I coughed and managed to spill water on my lap.
“The amount you’ll receive today is fifty thousand dollars. One hundred thousand more will be disbursed upon completion of the manuscript. You can’t touch the rest until,” he paused and glanced at his notes, “you’ll turn thirty in four years, right?”
“Yes, sir.” I swiped at my lap with the napkin.
“There is a condition of inheritance, Ronni, and Violet was adamant about it. Her will stipulates you must complete the book based on her life within one year of her passing. You are to share absolutely no information she furnished you with anyone during the process. If there’s an issue, you can tell me—only me. You cannot seek help to write it.”
He glanced up and saw my frown.
“But, Mr. Sobel, I’ve never tried to write a book. Violet believed I could, but...”
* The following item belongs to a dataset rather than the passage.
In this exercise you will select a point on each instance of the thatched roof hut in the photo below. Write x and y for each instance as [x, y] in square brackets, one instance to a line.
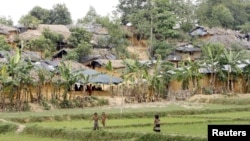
[4, 29]
[33, 34]
[60, 29]
[230, 38]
He nodded and continued without expressing an opinion. “When your manuscript is finished, it’s to be submitted to my niece for consideration. There is no guarantee it will be published. Violet told you about this, right?”
“Yes,” I nodded, trying not to embarrass myself further. My brain was already shrieking How can you write an entire book? You don’t know the first thing about it! “But, Mr. Sobel, what if I don’t get it done in time?” I asked.
“She insisted the one-year timetable was vital for a number of reasons. If you don’t submit the completed manuscript within that period, your inheritance is limited to the amount we issue today.” He paused and smiled at me. “She really wanted you to realize your dream of becoming a writer, and she knew a thing or two about unfinished projects.”